31 What, then, shall we say in response to these things? If God is for us, who can be against us? 32 He who did not spare his own Son, but gave him up for us all—how will he not also, along with him, graciously give us all things? 33 Who will bring any charge against those whom God has chosen? It is God who justifies. 34 Who then is the one who condemns? No one. Christ Jesus who died—more than that, who was raised to life—is at the right hand of God and is also interceding for us. 35 Who shall separate us from the love of Christ? Shall trouble or hardship or persecution or famine or nakedness or danger or sword? 36 As it is written:

“For your sake we face death all day long; we are considered as sheep to be slaughtered.”

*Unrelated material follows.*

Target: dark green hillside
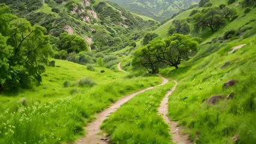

37 No, in all these things we are more than conquerors through him who loved us. 38 For I am convinced that neither death nor life, neither angels nor demons, neither the present nor the future, nor any powers, 39 neither height nor depth, nor anything else in all creation, will be able to separate us from the love of God that is in Christ Jesus our Lord.

 


 

 

As the last team leader responded over prayer, I received a message. My meeting was called off and the FBI were no longer pressing for information. They no longer needed me to testify for information and they believed us to be there legally.

I praise God for taking care of us. For answering our prayers, and not having me deal with an even more difficult situation.

 

Our next distraction from the Devil is many expected cyclones going through our area in the next couple days. Bring it on Devil, we’ve got this.

 

 

 

(This is an old post I’m catching up on- we were all safe from the two cyclones that went through our little village).